Bernice Worden was a hardwood store owner in Plainfield. On November 16, 1957, she disappeared. Worden’s son, Frank Worden, who was the deputy sheriff, entered the store that evening only to find the cash register open and blood stains on the floor.
A sales receipt in Worden’s name showed that Gein was the last person she had made a receipt out to. Ed Gein was arrested that same evening and the police searched his farm.
When a deputy sheriff from Waushara County searched Gein’s home, they found Worden’s decapitated body. She was hung by her legs, upside down, a crossbar was at her ankles and her wrists were tied with ropes. She had been shot with a .22 caliber rifle and her body had been mutilated.

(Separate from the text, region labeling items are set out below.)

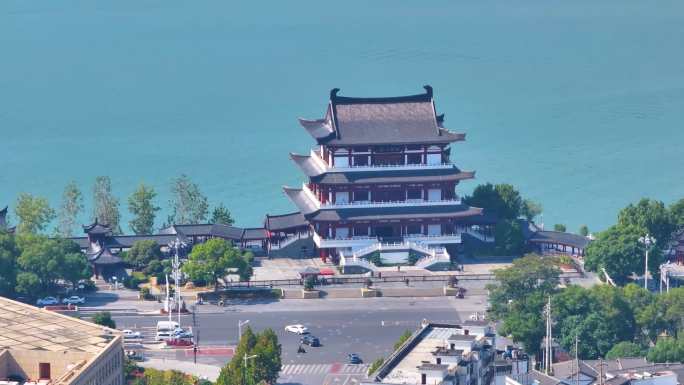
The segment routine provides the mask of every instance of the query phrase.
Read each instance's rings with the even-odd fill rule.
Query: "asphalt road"
[[[344,363],[348,353],[357,353],[366,363],[385,357],[405,330],[415,330],[421,320],[458,323],[473,311],[483,311],[484,297],[455,299],[366,298],[330,300],[282,300],[272,303],[244,304],[227,309],[204,307],[196,314],[195,333],[200,347],[234,346],[238,321],[249,320],[255,330],[272,328],[283,347],[283,365]],[[161,316],[116,316],[119,329],[132,328],[152,333]],[[183,326],[192,325],[192,316],[183,316]],[[301,323],[321,340],[321,347],[305,346],[297,354],[300,336],[284,331],[285,325]],[[177,359],[190,359],[165,353]],[[222,364],[225,355],[201,357],[205,363]]]

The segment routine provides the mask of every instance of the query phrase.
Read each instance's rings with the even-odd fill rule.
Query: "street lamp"
[[[249,320],[246,320],[246,321],[238,320],[238,344],[240,343],[240,339],[242,338],[242,327],[247,325],[248,323],[249,323]]]
[[[257,358],[258,355],[255,354],[253,356],[248,356],[247,353],[245,353],[244,357],[245,357],[244,366],[242,367],[242,384],[246,385],[247,384],[247,360],[251,360],[252,358]]]
[[[648,250],[651,248],[652,244],[655,244],[655,238],[649,234],[646,234],[643,237],[639,237],[639,242],[646,246],[646,261],[644,261],[644,289],[648,290]]]

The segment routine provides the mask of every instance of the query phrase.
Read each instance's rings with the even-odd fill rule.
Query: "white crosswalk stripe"
[[[290,364],[283,365],[280,375],[304,375],[304,374],[327,374],[330,372],[330,364]]]

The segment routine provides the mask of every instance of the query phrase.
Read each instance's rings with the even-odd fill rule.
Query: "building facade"
[[[124,385],[116,330],[0,297],[0,381]]]
[[[456,186],[472,179],[451,162],[451,145],[465,135],[444,128],[432,88],[425,93],[353,98],[330,92],[325,116],[300,119],[316,141],[309,154],[291,154],[306,176],[285,187],[310,224],[322,258],[380,253],[387,263],[411,256],[448,262],[445,245],[461,243],[473,225],[485,236],[482,209],[469,207]]]

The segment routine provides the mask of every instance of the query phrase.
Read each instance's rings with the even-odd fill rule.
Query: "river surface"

Upon searching his home further, they noticed that the rooms that his mother used to use were in pristine condition, but the rest of the house was a mess. Piles of furniture and anatomy books were found. Even more shocking was the discovery of human organs that were stored in jars and skulls that were used as bowls.
They found chair seats covered in human skin, a belt made out of nipples, masks made from female corpses, Worden’s heart in a plastic bag in front of his stove, a lampshade made out of the skin of a human face and skulls on the bedposts. Mary Hogan’s skull was kept in a box and her face mask was found in a paper bag.
Gein would wear these human skin masks and woman skin suit, in an attempt to “crawl” into his mother’s skin. Upon questioning, he admitted having made as many as 40 trips to the cemetery and exhumed graves of middle-aged women who had died recently that resembled his mother. He then transported them back home, to skin them. What Gein did was in a way more creepy than the infamous Japanese experiments on human subjects.